そんな自分を叱咤するように奇声を発していたスザクの顔面に、突如冷たいものが乗せられる。同時によく聞き慣れた声。ともすれば頭痛さえ引き起こしそうな冷たい物体を押しのければ、にやにやと笑って自分を見下ろすロイドがいた。手には、近所のコンビニのマークがプリントされたビニール袋。

「チャイム鳴らして下さいって何度言ったら分かるんですかロイドさん。」
「鳴らしたよ〜?僕にしては珍しく三回も。」
「嘘!?」
「嘘v」

まさかチャイムの音さえ耳に入らない程自失していたのか、と思えばロイドからは軽い返事が返ってきた。先ほどまでのブルー:ピンクが2:8の気持ちは一気に萎え、スザクは眉間に皺を刻んだ。それをロイドは面白そうに見つめている。いい加減見下ろされているのも癪で体を起こせば、ロイドがお土産と言って袋を差し出した。
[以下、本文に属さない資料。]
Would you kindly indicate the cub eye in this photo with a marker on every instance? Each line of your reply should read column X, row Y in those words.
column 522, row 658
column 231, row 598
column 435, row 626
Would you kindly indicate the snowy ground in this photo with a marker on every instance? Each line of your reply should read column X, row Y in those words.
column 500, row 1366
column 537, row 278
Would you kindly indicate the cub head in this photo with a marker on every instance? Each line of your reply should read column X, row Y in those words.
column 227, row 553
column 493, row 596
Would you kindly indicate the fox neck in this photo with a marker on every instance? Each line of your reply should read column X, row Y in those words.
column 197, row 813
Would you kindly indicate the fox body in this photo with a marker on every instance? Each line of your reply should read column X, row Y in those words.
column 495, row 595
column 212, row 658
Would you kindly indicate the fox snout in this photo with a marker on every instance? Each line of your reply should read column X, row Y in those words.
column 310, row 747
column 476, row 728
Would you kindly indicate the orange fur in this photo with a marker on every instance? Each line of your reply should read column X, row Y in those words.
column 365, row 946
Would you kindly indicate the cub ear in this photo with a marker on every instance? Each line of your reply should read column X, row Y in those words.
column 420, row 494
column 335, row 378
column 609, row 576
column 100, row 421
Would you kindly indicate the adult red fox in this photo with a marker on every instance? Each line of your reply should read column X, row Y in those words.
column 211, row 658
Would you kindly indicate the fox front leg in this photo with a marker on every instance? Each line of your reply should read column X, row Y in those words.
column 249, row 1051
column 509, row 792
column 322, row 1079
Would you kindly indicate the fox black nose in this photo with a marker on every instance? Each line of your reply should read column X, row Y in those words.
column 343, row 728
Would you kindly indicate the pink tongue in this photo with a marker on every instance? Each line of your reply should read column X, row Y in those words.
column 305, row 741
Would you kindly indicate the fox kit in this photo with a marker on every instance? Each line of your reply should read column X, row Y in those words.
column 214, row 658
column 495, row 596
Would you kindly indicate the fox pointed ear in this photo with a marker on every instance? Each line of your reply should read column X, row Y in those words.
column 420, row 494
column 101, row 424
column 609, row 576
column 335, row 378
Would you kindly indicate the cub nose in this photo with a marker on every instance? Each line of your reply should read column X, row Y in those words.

お土産と言えば、ルルーシュには渡したがナナリーの分はまだである。こっそりと渡しにいく訳にもいかない現状を思い出し溜め息を吐いて袋を覗けばよく冷えたビールがごろごろと転がっていた。

「へ〜、珍しいですね。ロイドさんがビールなんて。」
「実は空調壊れちゃってさぁ。こう暑いとだれて仕事になんないんだよねぇ。で、気分転換に一人で飲むのも寂しいからきちゃった!」
「お願いですから泊まったりしないで下さいよ。」

見た目通り体力のない男が夏の夜長にクーラーなしで生存できるかと問われれば否である。嫌な予感を感じてスザクはすっぱりと牽制した。ロイドはあからさまに不満そうに口を尖らせた。よく見れば手元に一泊二日の荷物は入りそうな鞄があった。危ないところだった。

「たまには男同士でパジャマの付き合いとかも風情があっていいと思うよぉ。」
「その美的感覚でよく画商なんてやってますね。はい、もうこの話は終わり。おつまみ作りますから適当にその辺に転がっていてください。」
「うんうん。さっきの君みたいにごろごろ転がっておくよ。」
「・・・・・・・・・・・・・・・・。」

嫌みか、と思ったが口に出すと話がこじれそうなのでスザクはさっさとロイドに背を向けた。冷蔵庫に入れ直すために引っ提げた袋ががらがらと重そうな音をたて揺れる。その音の合間にロイドは思い出したようにぽつりと呟いた。

「あっ、そういえば玄関のところに可愛いお客様が立ってたよお?」

そう言うことは先に言え!と毒突く暇もなくスザクは全力で玄関に向かって走り出した。あまりの俊敏な動きに、ロイドが一瞬瞠目した程である。

可愛いお客様、と言われてスザクが思い出せるのはたったひとりだけである。
そしてそのたった一人のためならスザクは世界の果てからだって走り出していけた。


「ルルーシュ!」


舌の上で愛しい人の名を転がして、スザクは光り輝く玄関の戸を開け放った。




その頃、投げ出したビールが床の上で転がったのをロイドが残念そうに見つめ、それから溜め息をひとつ吐いた。